# Can i save My 02?



## silly2002sentra (Jul 2, 2008)

Hello,Please excuse how long this post is.... My wonderful son drove it with no oil, brought it home and it was running like crap. It wasnt making any noise though and a little smoke. Ok i filled it with oil and drove it some it was ok but still not right. Then it sat for a few weeks and i took it to the shop to have him look at at it and i had a loud click coming from the engine, (only under acceleration not while idling) and white smoke out of the exhaust...... i realized the headgasket was gone too... so i limped it to the shop about 5 blocks away. He obviouosly said the gasket was bad but didnt hear the noise because it was idling. Sooo i limped it back home. Now ive had it sitting 5 months and i want to replace the head gasket, which i can handle,but that noise is what scares me. I know it isnt going to magically go away when i put everything back together.

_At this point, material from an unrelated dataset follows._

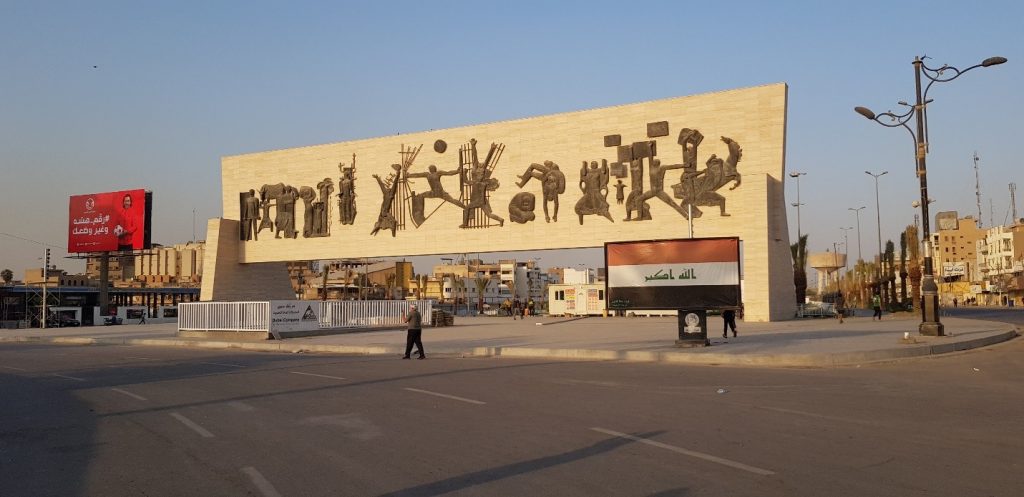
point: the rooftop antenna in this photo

Honestly i dont know what to look for. Now my questions..... Is it a lifter or a rod or bearing or piston slap? Does the fact that it does not make the noise while idling mean anything? should i sell it? (its got 115000 miles and everything else is fine) Time is not a factor as i would actually enjoy ripping this thing apart and trying to fix it, I just dont wanna spend alot......... Thank you so much for sitting through all of that and for your help.


----------



## lobogobo (May 12, 2009)

Sounds like a tear down to me. Without oil, it could have done a lot of damage. You'll need to pull the bottom end and check the mains for damage. The crank could very well be burnt or scored.


----------



## smj999smj (Jan 1, 2006)

I wouldn't bother with the head gasket if this all occured when he ran it out of oil. It's about the same ammount of work to replace the engine with a used engine, which would be the smarter way to go. If the engine got so hot due to the lack of oil that it caused the head gasket to fail, you can almost guarantee there's some other damage to the engine. You will also have to investigate why it ran out of oil in the first place? You didn't mention which engine you have. If it's the QR25DE, they were legendary for burning oil due to the front catalyst breaking down and bits of it being sucked into the engine through the exhaust valve and scoring the cylinders (this happens as these engines use the variable camshaft timing to pull some exhaust gases back into the engine rather than the more convention method of using an EGR system). This was addressed in a voluntary recall for 02-03 Sentras and Altimas with the QR25DE engine. The QR18DE engines, on the other hand, or known for the occassional head gasket failures. Was this the cause of the oil loss, or was there an oil leak somewhere? In either case, it might be worth replacing the front catalytic converter; in the QR25DE, it is integral of the front exhaust manifold; on the 1.8L, it is not.


----------



## silly2002sentra (Jul 2, 2008)

Its the qr18de and it seems it was leaking oil out of the valve cover...


----------